However, although the Court finds that the removal notice was timely filed, the Defendant still has the burden of showing the grounds upon which removal is based and which confer subject matter jurisdiction. Defendant alleges that this Court has jurisdiction based on diversity.7 Plaintiff is a citizen of New York. Defendant is incorporated in Delaware and maintains its principal place of business in Texas. Diversity of citizenship clearly exists, however, the issue in this case is whether the jurisdictional amount of $50,000.00 is met.
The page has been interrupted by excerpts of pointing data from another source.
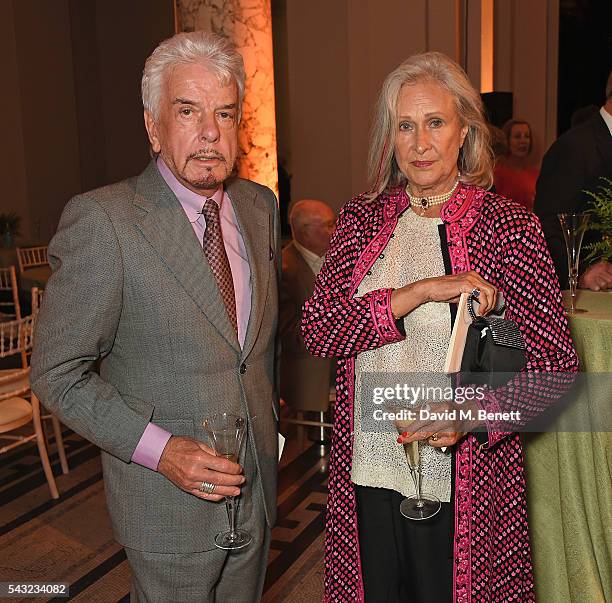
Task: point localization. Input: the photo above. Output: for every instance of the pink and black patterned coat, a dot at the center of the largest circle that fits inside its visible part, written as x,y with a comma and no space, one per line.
503,242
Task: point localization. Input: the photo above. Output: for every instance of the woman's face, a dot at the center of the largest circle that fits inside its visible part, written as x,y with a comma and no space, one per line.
520,140
428,137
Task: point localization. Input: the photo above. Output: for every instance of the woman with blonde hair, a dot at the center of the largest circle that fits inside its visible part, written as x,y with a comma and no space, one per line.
515,175
427,231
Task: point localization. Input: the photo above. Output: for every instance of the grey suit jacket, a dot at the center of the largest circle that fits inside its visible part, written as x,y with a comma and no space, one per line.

The party seeking to assert federal jurisdiction has the burden of proving that diversity exists. McNutt v. General Motors Acceptance Corp., 298 U.S. 178, 183, 56 S.Ct. 780, 782, 80 L.Ed. 1135 (1936); United Food & Commercial Workers Union, Local 919 v. CenterMark Properties Meriden Square, Inc., 30 F.3d 298, 301 (2d Cir.1994); Lupo v. Human Affairs Int'l, Inc., 28 F.3d 269, 273 (2d Cir.1994); Chappelle v. Beacon Communications Corp., 863 F.Supp. 179, 181 (S.D.N.Y.1994); Mopaz Diamonds, Inc. v. Institute of London Underwriters, 822 F.Supp. 1053, 1055 (S.D.N.Y.1993). Removal statutes are to be "strictly construed against removal and all doubts should be resolved in favor of remand." Boyer v. Snap-On Tools Corp., 913 F.2d 108 (3d Cir.1990) (quoting Steel Valley Auth. v. Union Switch and Signal Div., 809 F.2d 1006, 1010 (3d Cir.1987), cert. denied, 484 U.S. 1021, 108 S.Ct. 739, 98 L.Ed.2d 756 (1988)), cert. denied, 498 U.S. 1085, 111 S.Ct. 959, 112 L.Ed.2d 1046 (1991); Irving Trust Co. v. Century Export & Import, S.A., 464 F.Supp. 1232, 1236 (S.D.N.Y. 1979); see Shamrock Oil & Gas Corp. v. Sheets, 313 U.S. 100, 61 S.Ct. 868, 85 L.Ed. 1214 (1941) ("Due regard for the rightful independence of state governments, which should actuate federal courts, requires that they scrupulously confine their own jurisdiction to the precise limits which the (removal) statute has defined.").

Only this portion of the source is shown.